I know it might seem rigid, all those questions. But we were different, Dave and I. We had different backgrounds and ideas, and he was not going to make a mistake. I don’t know if I gave a satisfactory answer to any of those questions or not, but he married me anyway.
Maybe that’s because of my answer to one question that stood out from the rest; it wasn’t even on the list. Maybe my answers to the other questions were so bad he needed to add this one:
Are you teachable?
Dave asked me that several times from the night he proposed until the day we met at the altar. It was the only thing that mattered as he tried to figure me out. I’d say and do things that bewildered him, but time and time again he’d scratch his head, sigh and say, “Just tell me this. Are you teachable?”
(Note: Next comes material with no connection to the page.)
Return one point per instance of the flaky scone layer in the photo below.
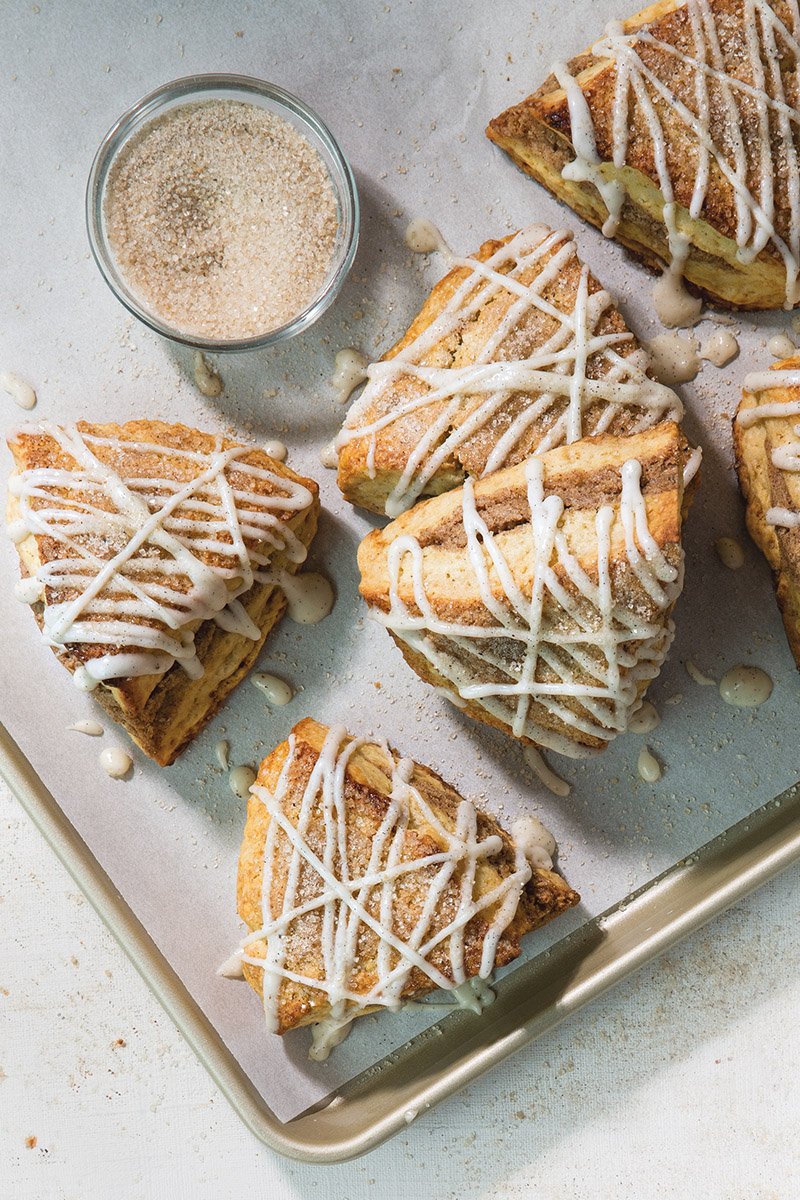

Each time I assured him I was. I told him through tears and through laughter that this dog could learn new tricks.
Twenty-eight blissful years later, I still reflect on that crash course in flexibility for both of us. Dave had to learn some things too. We each have drastically changed our thinking in some areas, thank God. It was the only way to thrive.
The question that saved us from merely surviving each other comes to mind often as I encounter the same situations we all face in our daily interactions with people: each one of us knows someone in an agonizing situation that we feel could so easily and obviously be helped if only that person were teachable.
We’ve all encountered this, and it hurts to see someone continue through a difficulty for which there is a tried-and-true solution, but we are scared spitless to tell them. Why is that?
Are they so unteachable–so easily offended, defensive, sensitive and threatened by the thought that they might need to go as far as overturning their entire philosophy in an area in order to finally find a solution to their problem?
And would suggesting they do so destroy our relationship and thus ruin any chances of ever being able to offer hope again?
Pondering these things, I am left with but one comforting thought about teachability and the lack thereof:
Others may not be teachable, but I can be. And I can begin by pointing the proverbial finger back toward my face and asking myself,
Are people scared spitless to “care-front” me as well? And why?